Pular para conteúdo

Distributed Tracing Guide

Date: 2025-10-24 Status: Production-Ready OpenTelemetry Version: 1.22.0+


Overview

Cidadão.AI backend has comprehensive OpenTelemetry distributed tracing already implemented and operational. This guide shows developers how to leverage the existing infrastructure for debugging, performance analysis, and production observability.

What's Already Working ✅

The system has complete auto-instrumentation for:

  • FastAPI: All HTTP requests automatically traced
  • SQLAlchemy: Database queries with execution time
  • Redis: Cache operations (GET, SET, HGET, etc.)
  • httpx: External API calls (30+ transparency sources)
  • PostgreSQL: AsyncPG instrumentation enabled

Architecture

User Request
[FastAPI Auto-Instrumentation] ← HTTP spans
[Agent Processing] ← Manual spans (optional)
[Database Queries] ← SQLAlchemy auto-instrumentation
[Cache Operations] ← Redis auto-instrumentation
[External APIs] ← httpx auto-instrumentation
Response

All spans are: - Correlated by trace_id: Follow requests across components - Enriched with context: Investigation ID, user ID, agent name - Exported to OTLP: Ready for Jaeger, Tempo, or cloud backends


Configuration

Environment Variables

# Core OpenTelemetry Configuration
OTEL_SERVICE_NAME=cidadao-ai-backend
OTEL_EXPORTER_OTLP_ENDPOINT=http://localhost:4317  # Jaeger/Tempo/etc
OTEL_TRACES_EXPORTER=otlp
OTEL_METRICS_EXPORTER=otlp

# Optional: Enable console exporter for debugging
DEBUG=true  # Enables console span export

Railway Production Setup

# In Railway dashboard, set:
railway variables set OTEL_EXPORTER_OTLP_ENDPOINT=https://your-collector:4317
railway variables set OTEL_SERVICE_NAME=cidadao-ai-backend
railway restart

Using Distributed Tracing

1. Auto-Instrumentation (Already Working)

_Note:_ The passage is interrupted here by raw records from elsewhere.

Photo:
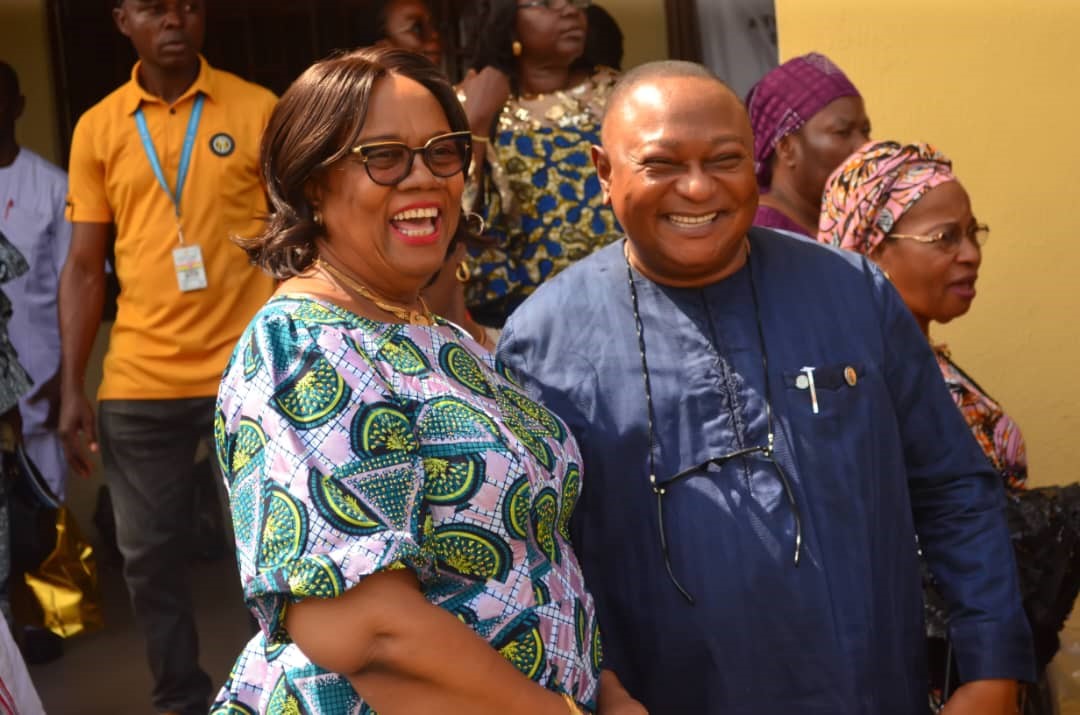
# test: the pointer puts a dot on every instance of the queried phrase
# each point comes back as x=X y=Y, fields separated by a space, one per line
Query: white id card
x=190 y=272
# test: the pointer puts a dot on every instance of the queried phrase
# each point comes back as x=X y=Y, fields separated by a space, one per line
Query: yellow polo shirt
x=166 y=343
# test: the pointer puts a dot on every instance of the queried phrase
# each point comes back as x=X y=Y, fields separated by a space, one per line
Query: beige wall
x=991 y=82
x=644 y=27
x=24 y=44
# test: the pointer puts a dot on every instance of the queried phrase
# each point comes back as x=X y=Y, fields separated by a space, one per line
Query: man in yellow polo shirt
x=170 y=160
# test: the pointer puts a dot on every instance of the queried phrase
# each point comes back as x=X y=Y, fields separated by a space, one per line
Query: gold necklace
x=422 y=316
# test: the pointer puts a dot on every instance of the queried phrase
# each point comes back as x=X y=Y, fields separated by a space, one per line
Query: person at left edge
x=171 y=160
x=31 y=216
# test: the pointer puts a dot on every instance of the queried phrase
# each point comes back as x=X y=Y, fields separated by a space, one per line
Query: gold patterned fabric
x=539 y=196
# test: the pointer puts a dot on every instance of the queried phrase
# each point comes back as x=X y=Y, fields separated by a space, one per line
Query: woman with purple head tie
x=807 y=118
x=903 y=207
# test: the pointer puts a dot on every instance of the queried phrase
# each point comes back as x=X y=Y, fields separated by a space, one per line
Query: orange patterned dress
x=997 y=433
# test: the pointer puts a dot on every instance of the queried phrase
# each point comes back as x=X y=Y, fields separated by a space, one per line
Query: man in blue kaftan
x=783 y=580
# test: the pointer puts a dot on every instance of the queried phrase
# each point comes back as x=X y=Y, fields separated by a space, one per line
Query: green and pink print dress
x=351 y=446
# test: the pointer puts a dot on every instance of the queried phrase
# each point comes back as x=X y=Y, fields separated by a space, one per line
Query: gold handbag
x=65 y=584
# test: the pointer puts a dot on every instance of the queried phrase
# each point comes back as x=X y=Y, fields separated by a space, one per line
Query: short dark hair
x=315 y=124
x=495 y=38
x=9 y=80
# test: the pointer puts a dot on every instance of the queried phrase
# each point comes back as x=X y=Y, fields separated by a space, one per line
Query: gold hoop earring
x=472 y=219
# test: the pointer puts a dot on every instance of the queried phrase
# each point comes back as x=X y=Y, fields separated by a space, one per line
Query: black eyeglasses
x=556 y=4
x=388 y=163
x=660 y=488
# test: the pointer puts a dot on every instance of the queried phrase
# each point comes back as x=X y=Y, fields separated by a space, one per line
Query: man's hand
x=984 y=698
x=615 y=700
x=77 y=425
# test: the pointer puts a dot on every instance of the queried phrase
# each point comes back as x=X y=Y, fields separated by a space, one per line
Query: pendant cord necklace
x=422 y=316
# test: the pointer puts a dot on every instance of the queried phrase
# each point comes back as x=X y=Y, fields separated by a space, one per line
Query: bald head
x=677 y=166
x=651 y=80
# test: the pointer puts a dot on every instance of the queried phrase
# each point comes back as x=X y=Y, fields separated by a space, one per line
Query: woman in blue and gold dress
x=535 y=115
x=401 y=508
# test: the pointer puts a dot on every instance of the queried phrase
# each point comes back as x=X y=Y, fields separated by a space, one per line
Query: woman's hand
x=486 y=92
x=984 y=698
x=613 y=698
x=379 y=634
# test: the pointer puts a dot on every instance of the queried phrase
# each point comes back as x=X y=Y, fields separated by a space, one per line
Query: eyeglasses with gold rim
x=949 y=240
x=388 y=163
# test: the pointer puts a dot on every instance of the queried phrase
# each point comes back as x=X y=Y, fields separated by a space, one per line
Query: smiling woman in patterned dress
x=400 y=506
x=537 y=113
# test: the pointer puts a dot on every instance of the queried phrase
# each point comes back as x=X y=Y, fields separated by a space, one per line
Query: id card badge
x=190 y=272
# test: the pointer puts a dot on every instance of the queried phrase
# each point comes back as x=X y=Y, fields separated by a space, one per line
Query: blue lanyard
x=189 y=143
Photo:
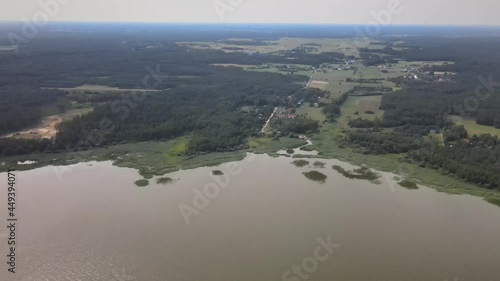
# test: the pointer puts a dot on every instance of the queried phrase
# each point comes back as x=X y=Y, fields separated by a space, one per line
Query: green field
x=473 y=128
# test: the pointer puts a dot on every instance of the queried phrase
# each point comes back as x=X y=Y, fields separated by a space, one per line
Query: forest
x=420 y=112
x=197 y=99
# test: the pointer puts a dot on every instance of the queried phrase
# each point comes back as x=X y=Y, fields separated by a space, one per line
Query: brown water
x=97 y=225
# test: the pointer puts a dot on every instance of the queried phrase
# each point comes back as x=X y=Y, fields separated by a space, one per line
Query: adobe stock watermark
x=222 y=7
x=48 y=9
x=122 y=276
x=202 y=197
x=122 y=109
x=309 y=265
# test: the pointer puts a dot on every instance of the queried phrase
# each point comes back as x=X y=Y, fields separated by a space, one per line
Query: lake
x=261 y=220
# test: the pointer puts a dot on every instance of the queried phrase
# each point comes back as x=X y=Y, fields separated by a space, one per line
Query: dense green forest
x=221 y=107
x=416 y=114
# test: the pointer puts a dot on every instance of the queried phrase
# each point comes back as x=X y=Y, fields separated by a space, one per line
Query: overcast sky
x=461 y=12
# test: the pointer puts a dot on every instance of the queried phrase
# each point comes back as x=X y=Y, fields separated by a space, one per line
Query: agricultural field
x=296 y=69
x=473 y=128
x=309 y=112
x=348 y=46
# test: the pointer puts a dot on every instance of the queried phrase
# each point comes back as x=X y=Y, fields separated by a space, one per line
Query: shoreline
x=150 y=160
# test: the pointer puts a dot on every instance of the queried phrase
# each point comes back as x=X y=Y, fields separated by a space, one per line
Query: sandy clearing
x=100 y=88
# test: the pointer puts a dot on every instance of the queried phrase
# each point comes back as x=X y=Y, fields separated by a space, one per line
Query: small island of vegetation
x=142 y=183
x=300 y=163
x=408 y=184
x=360 y=174
x=315 y=176
x=165 y=180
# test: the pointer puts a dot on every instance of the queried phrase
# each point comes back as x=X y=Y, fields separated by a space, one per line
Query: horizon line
x=258 y=23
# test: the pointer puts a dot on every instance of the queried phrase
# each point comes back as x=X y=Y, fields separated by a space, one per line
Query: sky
x=398 y=12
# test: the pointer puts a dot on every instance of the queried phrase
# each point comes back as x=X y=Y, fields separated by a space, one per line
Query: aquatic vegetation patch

Zero code changes required! The following are automatically traced:

HTTP Endpoints

# In src/api/routes/chat.py
@router.post("/message")
async def send_message(request: ChatRequest):
    # Automatically creates span: "POST /api/v1/chat/message"
    # Includes: status_code, headers, request_id
    ...

Database Queries

# Any SQLAlchemy query
async with db.session() as session:
    results = await session.execute(
        select(Investigation).where(Investigation.id == inv_id)
    )
    # Automatically creates span: "SELECT investigations"
    # Includes: query (sanitized), execution_time, rows_returned

Cache Operations

# src/core/cache.py
await cache.get("contracts:123")
# Automatically creates span: "redis.GET"
# Includes: key, hit/miss, duration

External API Calls

# httpx requests
async with httpx.AsyncClient() as client:
    response = await client.get(api_url)
    # Automatically creates span: "GET {api_url}"
    # Includes: status_code, retry_attempts, headers

2. Manual Spans for Agent Logic

For custom operations, add manual spans to track agent-specific logic:

Example: Zumbi Anomaly Detection

from src.infrastructure.observability.tracing import (
    get_tracer,
    trace_operation,
    TraceContext,
    SpanMetrics,
)

class InvestigatorAgent(BaseAgent):
    async def process(self, message: AgentMessage, context: AgentContext):
        # Get tracer instance
        tracer = get_tracer()

        # Create top-level span for investigation
        async with trace_operation(
            "agent.zumbi.process_investigation",
            attributes={
                "agent.name": self.name,
                "investigation.id": context.investigation_id,
                "contracts.count": len(contracts),
            }
        ) as span:
            # Set investigation context (propagates to child spans)
            TraceContext.set_investigation_context(context.investigation_id)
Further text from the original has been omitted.